相手は70代後半ぐらいのお爺ちゃん。ガラケーユーザーで、スマホは使ったことがない。

そんな方にも売れるなんて、さすがだなぁとその時は思っていた。

 

数日後、そのお爺ちゃんが再来店された。

タブレットを解約したい」とのことだった。

 

私が対応することになり、「今解約すると解約金がかかること」「2年間使えば、毎月の利用料金はかかるが、サポートが付くのでそれで機種代は実質0円になること」を再度説明したが、それでも解約したいと言う。

 

「こんなの使いこなせるわけがないのに…ちゃんと考えずに契約しちゃった自分が悪いんです…。お金はかかってもいいから、今すぐ解約したいです。」

 

エース先輩なら、ここでまたいろんな活用法を言葉巧みに説明し、説得できただろうか。

私にはできなかった。なんとか引き留めようとしたけど、私の力量では無理だった。

 

結局お爺ちゃんは、解約金と違約金、合計で3万円以上を支払っていった。

ほとんど使ってないタブレットに、3万円。

 

エース先輩も、もし厳しいノルマに追われていなければ、最初から年配の方にまで売ることはなかったのではないか。

 

なに、このクソみたいな仕事。

私、なにしてるんだろう。

 

そう思う場面は何度もあった。鬼店長が来てから特に増えた。

 

「この人にはこのスペックの機種で充分だ」とわかっていても、インセンティブのあるハイエンドモデルをおすすめする。

 

「この人には必要ないんじゃないかな…」と思っていても、クレジットカードやオプションサービスを訴求する。

 

故障で来たお客様には、修理より機種変更に誘導する。

 

お金にならないお客さんに時間を割いていると、「ボランティアじゃないんだから、その辺で切り上げて。」とインカムが飛んでくる。

 

お客様第一じゃなくて、お店の利益第一。

理想と現実のギャップ。

 

辞めたい、とずっと思っていて、ある日、資格試験のことで鬼店長に叱られた時に限界が来た。

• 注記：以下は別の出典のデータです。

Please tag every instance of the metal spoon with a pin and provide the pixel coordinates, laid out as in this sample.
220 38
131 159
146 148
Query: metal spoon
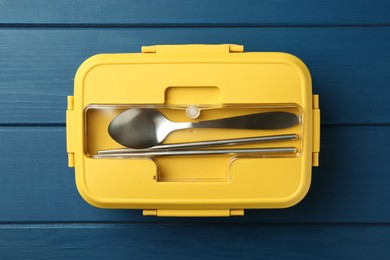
146 127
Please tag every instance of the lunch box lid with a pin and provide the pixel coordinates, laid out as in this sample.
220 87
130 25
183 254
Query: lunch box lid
192 74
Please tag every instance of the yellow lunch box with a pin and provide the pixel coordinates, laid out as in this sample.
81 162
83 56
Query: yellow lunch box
190 84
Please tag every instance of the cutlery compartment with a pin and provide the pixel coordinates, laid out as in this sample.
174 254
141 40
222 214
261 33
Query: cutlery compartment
97 119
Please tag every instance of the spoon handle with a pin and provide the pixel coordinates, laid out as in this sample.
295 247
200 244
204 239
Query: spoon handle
266 121
204 144
243 151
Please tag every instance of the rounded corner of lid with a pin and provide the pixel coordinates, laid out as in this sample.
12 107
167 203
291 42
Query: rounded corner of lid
89 64
88 196
298 195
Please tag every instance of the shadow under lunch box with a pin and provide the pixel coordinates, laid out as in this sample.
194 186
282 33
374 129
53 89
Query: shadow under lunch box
187 84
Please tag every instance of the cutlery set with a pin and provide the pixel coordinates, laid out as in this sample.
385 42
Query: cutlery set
142 130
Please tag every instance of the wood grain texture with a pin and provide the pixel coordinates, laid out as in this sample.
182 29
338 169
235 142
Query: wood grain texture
195 12
195 241
349 66
350 186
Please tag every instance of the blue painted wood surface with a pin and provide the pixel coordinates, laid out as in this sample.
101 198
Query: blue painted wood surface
346 45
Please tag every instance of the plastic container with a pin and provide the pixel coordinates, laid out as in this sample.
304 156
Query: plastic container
189 83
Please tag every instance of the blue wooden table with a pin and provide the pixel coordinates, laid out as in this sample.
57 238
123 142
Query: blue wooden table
345 44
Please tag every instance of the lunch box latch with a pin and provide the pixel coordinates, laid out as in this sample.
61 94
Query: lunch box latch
69 131
316 130
201 48
193 212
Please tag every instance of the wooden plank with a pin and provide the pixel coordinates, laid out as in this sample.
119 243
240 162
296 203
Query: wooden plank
195 12
188 241
350 186
349 66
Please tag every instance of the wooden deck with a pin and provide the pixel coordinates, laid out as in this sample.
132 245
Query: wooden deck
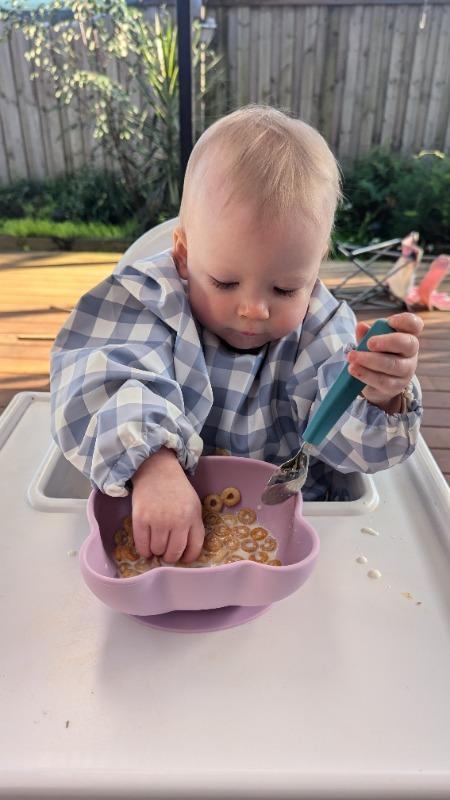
39 289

ノルマに追われ、鬼店長にビクビクしながら過ごす毎日、誇りの持てない仕事…

泣きながらもう辞めますと言った私を、エース先輩は引き留めてくれたが、もう続けるのは無理だった。

 

逃げるように辞めたので、結局あれから一度もお店に顔を出せていない。

皆、元気にしてるかな。

全員書ききれなかったけど他にも、オバチャン副店長純粋後輩君イケイケ姉さんエリート応援さんハゲ光おじさんコミュ力派遣さんぬぼっと後輩君シンママさんナマステ副店長がいて、皆本当に大好きで、写真を見返していたら思わず「なんで辞めちゃったんだろう」って寂しくなるぐらい。

たぶん、もう全員入れ替わって知ってる顔がいないだろうな。

 

コロナが蔓延してからは、お店の営業方針もきっとガラリと変わっただろう。

店舗に人を呼んではいけない、来店予約のお客様しか受け付けない、契約変更などネットでできる用件はネットで済ませてもらう、など。

そうすると、ノルマとかもあんまり厳しくないのかな?

MVNO(格安SIM)にどんどんお客を取られっぱなし?

今どんな状況かはわからないけど、もう戻りたくはないかな。

 

思い出として残しておきたかっただけなので何のオチもなくてすみません。もちろん全ての携帯ショップが利益優先の指導をされているわけではないと思います。最後まで読んでくれてありがとうございました!

「退職後でも会社の機密は洩らさないでネ」的な書類にサインしたから、なるべくアバウトに書くように努めたけど、ギリギリセーフ?アウト?消さないでくれ~!